Rice said Pyongyang's reluctance to provide the declaration was holding up the six-party talks, which had to lay the groundwork for North Korea to dismantle its nuclear arsenal -- the final phase of its denuclearization effort which Washington wants concluded before Bush retires in January 2009.

"It is really time now for there to be movement on the declaration so that with that declaration we have, we can move forward on the next phase," Rice told reporters after talks with South Korean foreign minister with Yu Myung-Hwan.

"I think time and patience is running out," Yu warned.

"I hope North Korea will submit the declaration as soon as possible so as not to lose good timing," he said.

Rice said the declaration and any associated documents should show the full range of the North Korean nuclear programs and activities "so that there can be an effort to verify and to deal with anything that has happened concerning North Korean programs and proliferation and the like.

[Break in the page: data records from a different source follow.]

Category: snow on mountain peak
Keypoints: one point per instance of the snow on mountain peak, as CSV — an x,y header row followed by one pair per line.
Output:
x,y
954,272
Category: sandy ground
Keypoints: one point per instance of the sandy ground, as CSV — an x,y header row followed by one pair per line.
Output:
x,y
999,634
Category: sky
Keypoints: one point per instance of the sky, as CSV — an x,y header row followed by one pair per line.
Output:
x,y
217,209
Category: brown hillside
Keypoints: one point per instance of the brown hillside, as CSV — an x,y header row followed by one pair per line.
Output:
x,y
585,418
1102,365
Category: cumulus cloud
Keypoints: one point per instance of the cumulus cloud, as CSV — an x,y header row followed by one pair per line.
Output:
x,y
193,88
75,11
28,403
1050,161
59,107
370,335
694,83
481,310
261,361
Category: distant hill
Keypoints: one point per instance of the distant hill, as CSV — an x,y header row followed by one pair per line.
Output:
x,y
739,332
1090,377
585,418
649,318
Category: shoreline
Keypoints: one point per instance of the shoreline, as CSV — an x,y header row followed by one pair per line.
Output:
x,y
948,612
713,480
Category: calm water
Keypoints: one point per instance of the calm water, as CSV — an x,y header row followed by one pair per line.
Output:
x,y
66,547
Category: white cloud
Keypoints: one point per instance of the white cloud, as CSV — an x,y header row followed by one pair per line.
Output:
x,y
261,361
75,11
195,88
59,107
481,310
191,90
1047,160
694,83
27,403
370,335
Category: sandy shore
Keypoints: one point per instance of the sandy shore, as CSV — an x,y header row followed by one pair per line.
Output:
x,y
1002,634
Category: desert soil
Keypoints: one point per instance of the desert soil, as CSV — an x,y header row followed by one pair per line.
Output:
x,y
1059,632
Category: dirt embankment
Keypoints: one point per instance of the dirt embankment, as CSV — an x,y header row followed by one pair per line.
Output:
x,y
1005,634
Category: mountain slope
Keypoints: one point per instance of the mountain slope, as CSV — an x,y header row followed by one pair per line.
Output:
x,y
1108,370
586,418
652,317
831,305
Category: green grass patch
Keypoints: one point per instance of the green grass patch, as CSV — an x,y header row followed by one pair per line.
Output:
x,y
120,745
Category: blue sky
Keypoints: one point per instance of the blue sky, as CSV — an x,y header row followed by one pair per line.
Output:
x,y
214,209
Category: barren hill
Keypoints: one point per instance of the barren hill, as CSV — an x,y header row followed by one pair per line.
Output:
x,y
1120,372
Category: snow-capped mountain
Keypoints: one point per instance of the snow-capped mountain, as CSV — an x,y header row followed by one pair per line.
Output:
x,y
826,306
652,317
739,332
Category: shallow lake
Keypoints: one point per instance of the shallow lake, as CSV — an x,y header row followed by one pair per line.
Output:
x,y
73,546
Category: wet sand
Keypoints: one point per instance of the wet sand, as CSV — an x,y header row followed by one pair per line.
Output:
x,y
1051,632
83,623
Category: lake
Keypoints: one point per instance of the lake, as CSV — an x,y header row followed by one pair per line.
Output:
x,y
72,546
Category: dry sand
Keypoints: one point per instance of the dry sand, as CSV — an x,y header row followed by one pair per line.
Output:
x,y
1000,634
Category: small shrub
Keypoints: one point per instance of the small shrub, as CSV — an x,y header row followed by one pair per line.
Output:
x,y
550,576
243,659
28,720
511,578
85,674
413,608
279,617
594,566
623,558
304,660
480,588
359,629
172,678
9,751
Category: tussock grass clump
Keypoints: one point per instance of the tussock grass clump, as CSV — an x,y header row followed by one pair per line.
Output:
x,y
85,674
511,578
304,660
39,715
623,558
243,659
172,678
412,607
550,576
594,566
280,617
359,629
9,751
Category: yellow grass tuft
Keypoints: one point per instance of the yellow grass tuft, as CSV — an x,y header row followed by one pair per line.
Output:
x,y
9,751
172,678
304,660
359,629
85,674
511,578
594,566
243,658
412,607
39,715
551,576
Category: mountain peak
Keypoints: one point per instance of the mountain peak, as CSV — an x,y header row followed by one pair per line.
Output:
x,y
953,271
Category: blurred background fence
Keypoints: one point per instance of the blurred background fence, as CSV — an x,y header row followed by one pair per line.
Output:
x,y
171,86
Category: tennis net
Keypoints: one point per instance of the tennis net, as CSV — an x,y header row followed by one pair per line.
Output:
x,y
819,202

"We've been concerned about North Korean proliferation for quite a long time. The six-party framework should be able to deal with this problem or these problems so that we can stay on course to the denuclearization of the Korean peninsula," she said.

The two ministers also discussed a proposed visa waiver program for South Koreans visiting the United States and agreed to expedite the process.

"I hope it will be done as quickly as possible, hopefully within this year," Yu said.

His Washington trip was also to prepare for an upcoming summit between Bush and South Korean presidents Lee Myung-Bak.

Lee, who took office last month, will meet Bush at Camp David from April 18-19, an encounter which Seoul hopes will strengthen the decades-old alliance.